Flaster’s other accolades include a Golden Eagle International Film Award from the Council on International Nontheatrical Events for a PBS surfing documentary, a duPont/Columbia Television Silver Baton Award, two Ohio State Awards, first-place honors from the Ohio Associated Press for large market news reporting and top honors from the American and Ohio bar associations for legal affairs broadcasting.

He was recognized as one of the “Top 50 San Diegans to Watch” in 1996 by San Diego magazine and was honored with a first-place award by Northern Ohio Live magazine for his work as a producer of National Public Radio’s live, two-day Statue of Liberty centennial broadcasts from New York City in 1986.

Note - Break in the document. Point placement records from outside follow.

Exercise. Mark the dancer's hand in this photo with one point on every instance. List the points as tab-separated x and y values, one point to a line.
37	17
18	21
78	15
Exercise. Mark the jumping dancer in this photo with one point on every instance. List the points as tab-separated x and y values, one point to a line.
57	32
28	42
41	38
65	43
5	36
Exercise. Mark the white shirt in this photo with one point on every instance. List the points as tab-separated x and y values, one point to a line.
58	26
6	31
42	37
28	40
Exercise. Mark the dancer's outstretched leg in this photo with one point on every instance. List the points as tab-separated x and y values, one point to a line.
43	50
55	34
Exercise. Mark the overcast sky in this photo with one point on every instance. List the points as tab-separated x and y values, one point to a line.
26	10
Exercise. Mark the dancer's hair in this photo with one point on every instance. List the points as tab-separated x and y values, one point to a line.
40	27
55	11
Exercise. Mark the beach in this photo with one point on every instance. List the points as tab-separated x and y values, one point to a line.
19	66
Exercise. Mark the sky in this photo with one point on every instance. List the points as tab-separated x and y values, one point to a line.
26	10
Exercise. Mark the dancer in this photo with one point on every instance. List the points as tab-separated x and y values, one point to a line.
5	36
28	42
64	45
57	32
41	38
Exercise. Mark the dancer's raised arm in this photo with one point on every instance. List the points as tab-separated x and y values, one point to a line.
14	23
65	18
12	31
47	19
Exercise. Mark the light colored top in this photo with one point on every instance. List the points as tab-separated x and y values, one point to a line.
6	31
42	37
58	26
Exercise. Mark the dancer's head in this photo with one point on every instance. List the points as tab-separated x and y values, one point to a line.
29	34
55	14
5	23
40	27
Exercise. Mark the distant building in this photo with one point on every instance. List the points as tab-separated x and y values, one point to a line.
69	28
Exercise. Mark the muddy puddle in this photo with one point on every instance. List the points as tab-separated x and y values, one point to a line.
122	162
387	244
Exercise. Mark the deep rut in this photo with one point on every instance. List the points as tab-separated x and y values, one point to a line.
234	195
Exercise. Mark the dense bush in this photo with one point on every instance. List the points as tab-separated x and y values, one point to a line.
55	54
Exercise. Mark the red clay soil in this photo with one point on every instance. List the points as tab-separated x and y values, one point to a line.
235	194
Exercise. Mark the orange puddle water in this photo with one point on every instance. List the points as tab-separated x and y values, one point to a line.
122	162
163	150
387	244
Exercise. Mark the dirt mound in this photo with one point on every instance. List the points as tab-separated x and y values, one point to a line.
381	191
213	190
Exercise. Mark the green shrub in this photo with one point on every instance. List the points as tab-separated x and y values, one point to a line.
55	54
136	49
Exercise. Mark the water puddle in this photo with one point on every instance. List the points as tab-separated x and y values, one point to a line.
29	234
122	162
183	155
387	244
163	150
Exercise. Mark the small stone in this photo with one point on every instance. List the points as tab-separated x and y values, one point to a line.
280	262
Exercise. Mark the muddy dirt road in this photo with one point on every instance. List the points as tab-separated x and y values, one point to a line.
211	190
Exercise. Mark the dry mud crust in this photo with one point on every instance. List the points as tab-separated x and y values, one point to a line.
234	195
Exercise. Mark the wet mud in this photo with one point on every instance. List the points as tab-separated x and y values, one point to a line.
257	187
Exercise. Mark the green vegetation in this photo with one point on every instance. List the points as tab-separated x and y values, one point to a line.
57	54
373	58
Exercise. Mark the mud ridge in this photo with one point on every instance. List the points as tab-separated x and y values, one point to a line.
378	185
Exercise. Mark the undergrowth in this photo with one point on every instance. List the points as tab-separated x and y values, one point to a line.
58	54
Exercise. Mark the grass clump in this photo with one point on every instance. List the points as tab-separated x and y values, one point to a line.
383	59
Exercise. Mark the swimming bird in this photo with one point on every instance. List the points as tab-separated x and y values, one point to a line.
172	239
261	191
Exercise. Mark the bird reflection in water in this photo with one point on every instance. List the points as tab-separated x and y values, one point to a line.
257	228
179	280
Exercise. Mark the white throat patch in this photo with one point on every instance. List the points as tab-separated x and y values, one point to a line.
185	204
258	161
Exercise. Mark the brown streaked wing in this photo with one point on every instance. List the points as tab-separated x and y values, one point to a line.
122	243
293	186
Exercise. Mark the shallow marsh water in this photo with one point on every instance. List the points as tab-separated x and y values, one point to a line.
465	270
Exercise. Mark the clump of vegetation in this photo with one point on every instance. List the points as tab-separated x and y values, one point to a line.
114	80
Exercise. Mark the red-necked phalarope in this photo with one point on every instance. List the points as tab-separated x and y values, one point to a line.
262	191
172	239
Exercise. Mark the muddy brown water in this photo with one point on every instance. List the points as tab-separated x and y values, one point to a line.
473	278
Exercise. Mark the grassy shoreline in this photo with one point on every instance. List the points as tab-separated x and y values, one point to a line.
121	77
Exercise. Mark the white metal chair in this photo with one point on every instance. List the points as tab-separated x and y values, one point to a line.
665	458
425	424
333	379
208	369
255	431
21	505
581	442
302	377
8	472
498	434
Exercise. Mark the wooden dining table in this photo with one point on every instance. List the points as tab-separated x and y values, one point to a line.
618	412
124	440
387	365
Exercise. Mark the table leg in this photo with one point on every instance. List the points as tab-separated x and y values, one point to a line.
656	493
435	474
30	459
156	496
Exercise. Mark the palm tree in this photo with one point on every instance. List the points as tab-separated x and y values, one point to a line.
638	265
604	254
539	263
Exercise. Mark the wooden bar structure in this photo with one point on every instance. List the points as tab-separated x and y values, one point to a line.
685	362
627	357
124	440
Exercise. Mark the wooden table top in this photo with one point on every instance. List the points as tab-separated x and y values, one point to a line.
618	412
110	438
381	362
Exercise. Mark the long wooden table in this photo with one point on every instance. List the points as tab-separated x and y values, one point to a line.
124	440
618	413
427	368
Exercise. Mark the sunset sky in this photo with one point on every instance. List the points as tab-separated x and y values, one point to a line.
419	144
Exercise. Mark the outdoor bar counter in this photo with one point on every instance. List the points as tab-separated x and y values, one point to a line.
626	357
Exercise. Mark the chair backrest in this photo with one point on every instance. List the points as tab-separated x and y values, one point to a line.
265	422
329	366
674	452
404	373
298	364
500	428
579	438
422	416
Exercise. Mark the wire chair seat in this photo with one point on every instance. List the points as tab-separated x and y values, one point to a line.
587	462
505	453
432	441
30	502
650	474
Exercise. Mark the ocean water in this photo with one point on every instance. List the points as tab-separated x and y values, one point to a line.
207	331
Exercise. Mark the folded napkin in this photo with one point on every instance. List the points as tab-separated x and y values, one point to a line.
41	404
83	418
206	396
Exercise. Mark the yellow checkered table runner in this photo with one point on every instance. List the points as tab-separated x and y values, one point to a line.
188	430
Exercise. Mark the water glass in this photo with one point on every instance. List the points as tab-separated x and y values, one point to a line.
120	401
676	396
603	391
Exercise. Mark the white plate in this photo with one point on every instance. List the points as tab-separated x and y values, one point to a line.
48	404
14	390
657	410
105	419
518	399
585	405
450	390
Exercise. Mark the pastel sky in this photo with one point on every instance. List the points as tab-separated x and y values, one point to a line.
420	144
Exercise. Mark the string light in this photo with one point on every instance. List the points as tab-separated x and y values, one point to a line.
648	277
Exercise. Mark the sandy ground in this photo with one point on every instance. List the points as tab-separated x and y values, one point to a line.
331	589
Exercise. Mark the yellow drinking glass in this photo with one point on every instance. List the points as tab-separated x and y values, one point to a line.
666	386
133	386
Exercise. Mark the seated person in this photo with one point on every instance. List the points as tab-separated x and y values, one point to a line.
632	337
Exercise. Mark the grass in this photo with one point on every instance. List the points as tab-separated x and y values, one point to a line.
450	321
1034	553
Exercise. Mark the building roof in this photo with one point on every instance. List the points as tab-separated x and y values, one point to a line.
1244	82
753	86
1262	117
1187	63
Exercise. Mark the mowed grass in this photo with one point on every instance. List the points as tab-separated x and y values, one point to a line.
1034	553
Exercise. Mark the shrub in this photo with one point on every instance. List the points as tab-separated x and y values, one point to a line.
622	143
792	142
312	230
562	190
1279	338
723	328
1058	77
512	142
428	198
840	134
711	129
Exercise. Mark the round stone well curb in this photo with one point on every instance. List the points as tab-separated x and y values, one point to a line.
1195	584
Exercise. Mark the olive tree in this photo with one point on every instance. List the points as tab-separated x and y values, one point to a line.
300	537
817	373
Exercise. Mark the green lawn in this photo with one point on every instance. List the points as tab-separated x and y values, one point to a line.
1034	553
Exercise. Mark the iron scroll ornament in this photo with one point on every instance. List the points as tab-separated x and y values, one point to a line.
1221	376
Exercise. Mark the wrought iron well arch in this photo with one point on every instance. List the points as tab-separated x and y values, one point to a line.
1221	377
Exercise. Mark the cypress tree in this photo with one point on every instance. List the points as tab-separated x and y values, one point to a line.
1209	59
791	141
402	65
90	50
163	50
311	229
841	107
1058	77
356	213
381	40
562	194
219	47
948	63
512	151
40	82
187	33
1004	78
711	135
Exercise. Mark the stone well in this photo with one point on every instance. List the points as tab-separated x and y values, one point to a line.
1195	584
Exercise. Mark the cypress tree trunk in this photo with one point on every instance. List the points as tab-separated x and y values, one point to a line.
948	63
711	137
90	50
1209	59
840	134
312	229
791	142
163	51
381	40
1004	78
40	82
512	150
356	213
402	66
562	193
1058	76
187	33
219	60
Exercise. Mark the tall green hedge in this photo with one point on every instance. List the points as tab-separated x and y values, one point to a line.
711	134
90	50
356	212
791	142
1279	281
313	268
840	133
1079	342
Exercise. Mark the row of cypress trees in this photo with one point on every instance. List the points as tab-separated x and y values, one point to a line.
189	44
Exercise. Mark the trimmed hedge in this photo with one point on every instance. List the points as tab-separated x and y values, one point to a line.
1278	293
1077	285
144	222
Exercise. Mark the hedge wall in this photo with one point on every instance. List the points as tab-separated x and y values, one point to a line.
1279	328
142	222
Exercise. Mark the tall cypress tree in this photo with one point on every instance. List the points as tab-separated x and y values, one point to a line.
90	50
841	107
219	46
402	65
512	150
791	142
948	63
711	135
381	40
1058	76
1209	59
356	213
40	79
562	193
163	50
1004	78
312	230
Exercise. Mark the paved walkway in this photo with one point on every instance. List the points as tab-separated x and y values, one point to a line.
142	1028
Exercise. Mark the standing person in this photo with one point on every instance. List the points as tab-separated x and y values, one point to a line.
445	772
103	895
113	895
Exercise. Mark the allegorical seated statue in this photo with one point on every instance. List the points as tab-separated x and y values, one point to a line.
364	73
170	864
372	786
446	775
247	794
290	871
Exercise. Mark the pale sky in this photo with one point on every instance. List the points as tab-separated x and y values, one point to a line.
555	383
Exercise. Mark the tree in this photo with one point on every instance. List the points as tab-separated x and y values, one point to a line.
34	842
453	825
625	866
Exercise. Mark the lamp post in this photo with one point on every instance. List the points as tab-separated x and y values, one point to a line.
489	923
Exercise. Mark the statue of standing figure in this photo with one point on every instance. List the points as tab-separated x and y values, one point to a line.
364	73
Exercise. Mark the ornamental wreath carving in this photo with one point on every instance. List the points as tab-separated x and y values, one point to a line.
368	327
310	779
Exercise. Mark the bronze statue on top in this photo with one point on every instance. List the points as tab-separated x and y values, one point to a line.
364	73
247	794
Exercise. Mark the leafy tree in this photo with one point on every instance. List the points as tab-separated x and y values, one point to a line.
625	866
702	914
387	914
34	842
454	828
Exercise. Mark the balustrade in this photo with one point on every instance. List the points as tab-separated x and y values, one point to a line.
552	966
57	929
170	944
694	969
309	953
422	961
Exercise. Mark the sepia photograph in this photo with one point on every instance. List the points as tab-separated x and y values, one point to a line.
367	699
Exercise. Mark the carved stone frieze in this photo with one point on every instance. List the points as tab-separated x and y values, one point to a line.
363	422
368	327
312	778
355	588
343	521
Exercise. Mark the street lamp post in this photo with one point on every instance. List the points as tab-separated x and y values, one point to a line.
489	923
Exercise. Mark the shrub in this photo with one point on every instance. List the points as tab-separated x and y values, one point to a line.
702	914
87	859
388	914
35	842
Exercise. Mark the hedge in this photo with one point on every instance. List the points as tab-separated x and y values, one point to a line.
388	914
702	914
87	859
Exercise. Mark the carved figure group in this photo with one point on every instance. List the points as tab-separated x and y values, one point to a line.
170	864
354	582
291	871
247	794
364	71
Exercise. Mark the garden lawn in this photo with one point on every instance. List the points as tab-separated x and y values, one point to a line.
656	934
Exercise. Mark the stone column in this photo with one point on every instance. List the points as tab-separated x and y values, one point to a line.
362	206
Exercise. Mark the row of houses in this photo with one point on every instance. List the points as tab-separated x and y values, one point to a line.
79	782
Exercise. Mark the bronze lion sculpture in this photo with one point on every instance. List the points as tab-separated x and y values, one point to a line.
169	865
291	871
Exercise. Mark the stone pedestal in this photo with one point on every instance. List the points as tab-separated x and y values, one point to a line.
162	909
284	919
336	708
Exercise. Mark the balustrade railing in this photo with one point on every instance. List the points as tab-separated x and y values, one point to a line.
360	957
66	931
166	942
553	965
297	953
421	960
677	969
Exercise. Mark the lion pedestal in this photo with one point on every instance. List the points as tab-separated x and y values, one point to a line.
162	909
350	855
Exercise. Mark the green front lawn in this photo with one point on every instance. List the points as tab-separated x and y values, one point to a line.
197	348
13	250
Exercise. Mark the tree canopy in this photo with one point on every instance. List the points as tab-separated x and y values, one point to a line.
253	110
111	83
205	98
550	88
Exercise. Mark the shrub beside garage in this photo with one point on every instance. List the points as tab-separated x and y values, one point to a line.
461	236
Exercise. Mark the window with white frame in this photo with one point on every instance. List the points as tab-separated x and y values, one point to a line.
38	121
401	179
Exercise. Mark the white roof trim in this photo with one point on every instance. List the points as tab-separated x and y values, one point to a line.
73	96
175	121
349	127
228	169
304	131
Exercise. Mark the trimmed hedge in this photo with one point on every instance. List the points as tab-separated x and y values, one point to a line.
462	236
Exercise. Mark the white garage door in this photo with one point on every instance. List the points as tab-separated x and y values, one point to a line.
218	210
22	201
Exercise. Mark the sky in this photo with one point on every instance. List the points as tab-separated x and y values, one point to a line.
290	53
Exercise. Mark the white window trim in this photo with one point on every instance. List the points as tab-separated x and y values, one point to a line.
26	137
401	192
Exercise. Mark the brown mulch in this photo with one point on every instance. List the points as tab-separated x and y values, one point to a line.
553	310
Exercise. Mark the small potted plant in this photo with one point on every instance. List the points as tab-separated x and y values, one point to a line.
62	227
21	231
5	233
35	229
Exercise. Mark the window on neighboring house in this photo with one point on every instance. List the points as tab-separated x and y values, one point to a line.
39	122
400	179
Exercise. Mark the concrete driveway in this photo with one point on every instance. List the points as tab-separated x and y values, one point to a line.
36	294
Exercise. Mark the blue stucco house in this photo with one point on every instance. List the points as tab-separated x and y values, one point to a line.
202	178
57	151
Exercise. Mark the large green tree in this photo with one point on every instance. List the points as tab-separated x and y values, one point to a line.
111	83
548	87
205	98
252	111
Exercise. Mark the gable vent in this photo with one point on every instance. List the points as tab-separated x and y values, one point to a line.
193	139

Still, Flaster said his proudest accomplishment is the community building that occurred at the four stations he managed. One of those stations is WSUC-FM at SUNY Cortland.

“I think radio and the media have the opportunity, when they’re really done well, to bind communities, to bring talent and ideas together in some very creative and dignified ways,” he said. “I’ve had the opportunity to do that at four stations, and I think the communities have been better off for it.”

Flaster has served as the president of the San Diego Center for Jewish Culture, chair of the San Diego United Jewish Federation’s Community Relations Council and vice president of the Lawrence Family Jewish Community Center. He also previously assumed the roles of board president of the San Diego Visual Arts Foundation, vice president of LEAD San Diego and board member of the Public Radio Program Director’s Association.

Flaster said he opts for volunteer work that’s meaningful to him, just like his consultation projects and speaking engagements. That includes his visit to the College this week.

“I’ll hopefully end up learning as much as the students,” he said.